McCabe and Mrs Miller has certainly got the setting of a Western: a new frontier town which has quickly expanded and is still finding its feet when a stranger (McCabe) comes in and changes everything. However, he's not like the heroes of traditional westerns: he's a gambler- an opportunist, who sees a way of making a life for himself in this new town.
Part of the deal involves giving the townspeople (exclusively men) what they want (women): so he sets up three tents for some ladies of the night to service the males of the town. Mrs Miller, an inhabitant of a nearby settlement, hears about this, and convinces McCabe to expand this part of his empire, and so they become business partners in the town of Presbyterian Church.
The movie has a very 'modern' feeling to it. The way the central character is neither good nor evil, neither heroic nor especially cowardly and neither especially able or a complete wash-out allows the film to continue to have relevance to audiences today. In a way other movies of the Western genre, while enjoyable as entertainment, fall short on social commentary/relevance.

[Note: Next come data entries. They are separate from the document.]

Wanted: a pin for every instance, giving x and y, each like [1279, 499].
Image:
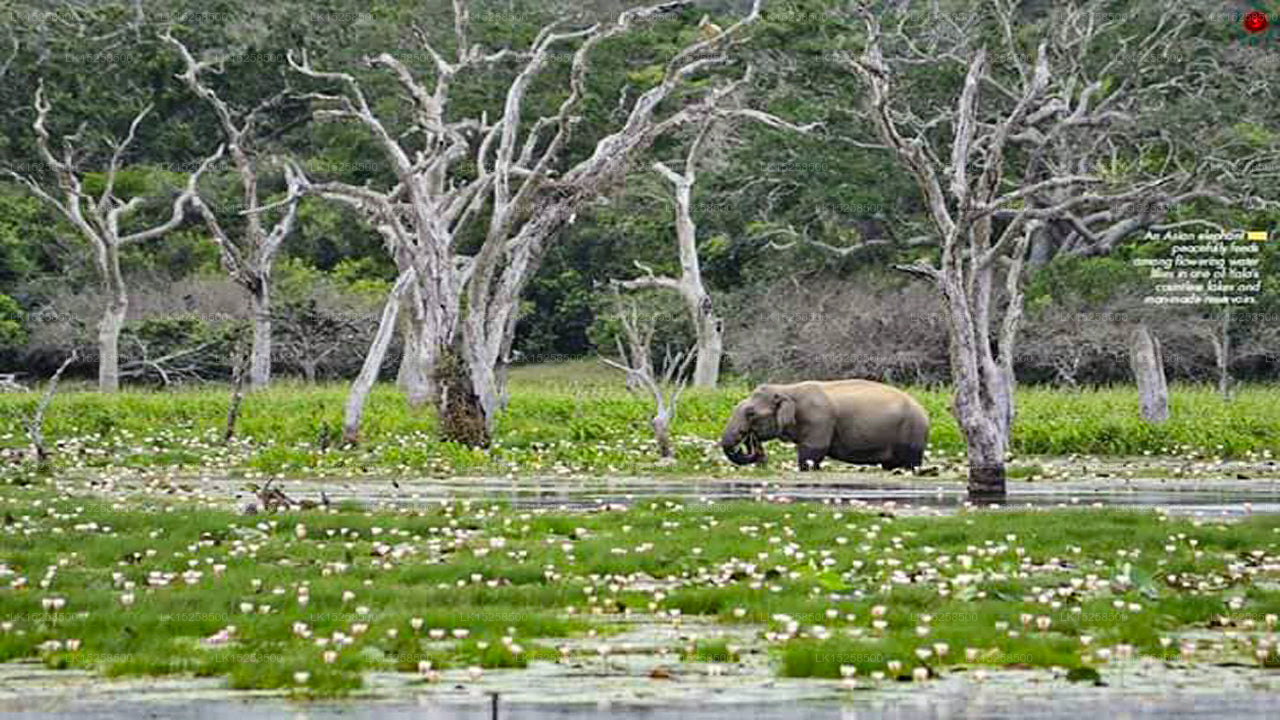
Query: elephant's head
[766, 415]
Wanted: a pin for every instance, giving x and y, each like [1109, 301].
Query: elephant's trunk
[754, 449]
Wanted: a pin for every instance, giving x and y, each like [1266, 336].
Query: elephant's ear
[786, 414]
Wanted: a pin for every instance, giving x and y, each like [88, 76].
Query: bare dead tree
[176, 367]
[248, 258]
[311, 333]
[99, 222]
[36, 425]
[634, 359]
[9, 383]
[1148, 370]
[516, 185]
[240, 360]
[708, 326]
[983, 219]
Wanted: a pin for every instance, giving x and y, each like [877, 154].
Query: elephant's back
[868, 408]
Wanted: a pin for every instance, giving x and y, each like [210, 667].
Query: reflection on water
[972, 705]
[1260, 497]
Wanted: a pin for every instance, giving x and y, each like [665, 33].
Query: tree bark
[364, 383]
[1223, 355]
[466, 306]
[414, 376]
[260, 356]
[1148, 370]
[109, 343]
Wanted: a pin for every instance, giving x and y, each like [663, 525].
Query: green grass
[827, 591]
[576, 418]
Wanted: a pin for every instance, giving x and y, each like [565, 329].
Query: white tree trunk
[113, 315]
[1223, 355]
[1148, 370]
[364, 383]
[109, 343]
[414, 376]
[260, 358]
[711, 351]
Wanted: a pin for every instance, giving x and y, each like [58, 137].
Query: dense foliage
[754, 178]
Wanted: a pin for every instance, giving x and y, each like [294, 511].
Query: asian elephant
[859, 422]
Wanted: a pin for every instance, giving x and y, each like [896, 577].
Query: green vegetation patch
[311, 601]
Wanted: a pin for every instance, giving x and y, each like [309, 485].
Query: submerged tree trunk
[1148, 370]
[368, 376]
[1223, 355]
[260, 356]
[464, 418]
[414, 376]
[109, 343]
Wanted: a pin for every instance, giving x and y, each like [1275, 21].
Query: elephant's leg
[905, 455]
[809, 458]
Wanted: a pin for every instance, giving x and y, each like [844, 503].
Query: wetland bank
[648, 604]
[565, 569]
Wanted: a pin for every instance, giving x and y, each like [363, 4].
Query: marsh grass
[572, 419]
[479, 584]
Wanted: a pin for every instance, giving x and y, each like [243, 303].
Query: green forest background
[790, 313]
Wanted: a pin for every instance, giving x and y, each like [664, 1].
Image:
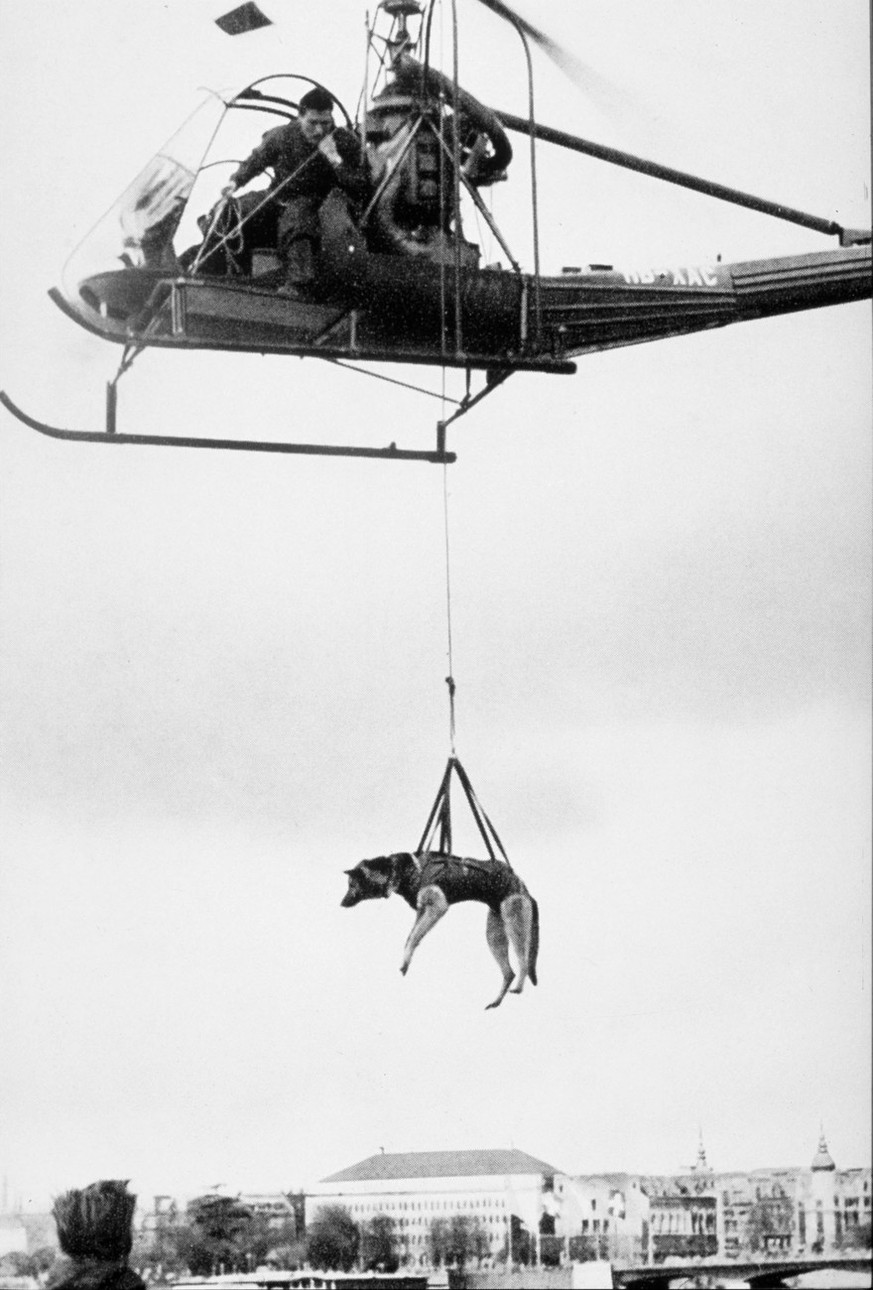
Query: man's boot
[299, 268]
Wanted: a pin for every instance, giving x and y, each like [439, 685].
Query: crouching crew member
[308, 158]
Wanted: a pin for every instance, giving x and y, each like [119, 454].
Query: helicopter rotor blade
[628, 161]
[583, 75]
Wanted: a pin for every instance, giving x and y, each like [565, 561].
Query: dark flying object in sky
[245, 17]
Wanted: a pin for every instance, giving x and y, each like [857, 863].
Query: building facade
[504, 1195]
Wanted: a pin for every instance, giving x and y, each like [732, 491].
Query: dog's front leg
[431, 907]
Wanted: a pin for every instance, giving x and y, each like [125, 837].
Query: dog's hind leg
[517, 919]
[431, 907]
[495, 935]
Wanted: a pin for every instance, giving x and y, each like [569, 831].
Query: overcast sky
[222, 677]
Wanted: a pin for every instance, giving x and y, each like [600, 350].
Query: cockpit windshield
[138, 230]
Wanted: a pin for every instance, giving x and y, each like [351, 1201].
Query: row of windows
[402, 1222]
[431, 1206]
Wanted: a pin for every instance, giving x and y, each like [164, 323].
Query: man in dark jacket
[308, 159]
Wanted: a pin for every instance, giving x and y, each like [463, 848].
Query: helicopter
[397, 279]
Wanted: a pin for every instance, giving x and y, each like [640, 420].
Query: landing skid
[246, 445]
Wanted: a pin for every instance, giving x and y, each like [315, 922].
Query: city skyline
[700, 1168]
[222, 676]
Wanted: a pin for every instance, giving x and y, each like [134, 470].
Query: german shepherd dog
[431, 881]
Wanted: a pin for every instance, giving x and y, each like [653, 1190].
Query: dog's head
[369, 880]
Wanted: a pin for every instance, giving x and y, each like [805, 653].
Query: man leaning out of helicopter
[308, 159]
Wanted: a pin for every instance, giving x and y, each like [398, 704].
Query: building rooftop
[441, 1164]
[822, 1159]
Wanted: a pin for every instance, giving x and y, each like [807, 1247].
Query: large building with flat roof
[414, 1188]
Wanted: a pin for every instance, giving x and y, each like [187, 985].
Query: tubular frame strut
[250, 445]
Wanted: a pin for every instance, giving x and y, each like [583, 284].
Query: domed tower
[820, 1224]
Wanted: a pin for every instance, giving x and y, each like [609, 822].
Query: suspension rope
[450, 679]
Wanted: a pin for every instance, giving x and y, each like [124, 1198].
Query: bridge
[766, 1273]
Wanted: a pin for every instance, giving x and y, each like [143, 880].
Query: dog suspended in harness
[433, 880]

Perhaps its only weakness is that its 'radical' take on prostitution feels so idealistic in comparison to the more sobering themes of the rest of the film. Once it's taken over by Mrs. Miller, the whore house is presented more like a sorority house: with the women empowered by their ability to bring pleasure to the men of the town. They giggle, they chuckle, they dance, they eat cake. This is very much a film of the free love generation. Compare it to other depictions of prostitution in Slow Motion or Requiem for a Dream where clients pay for a service and can essentially demand anything in return, and you can't help but wonder if the director has really thought this scenario through.
So overall, McCabe and Mrs. Miller is a very enjoyable and watchable movie with a central character that's incredibly engaging and beautifully ambiguous. A Western then, for people who hate Westerns, an old movie for a modern audience.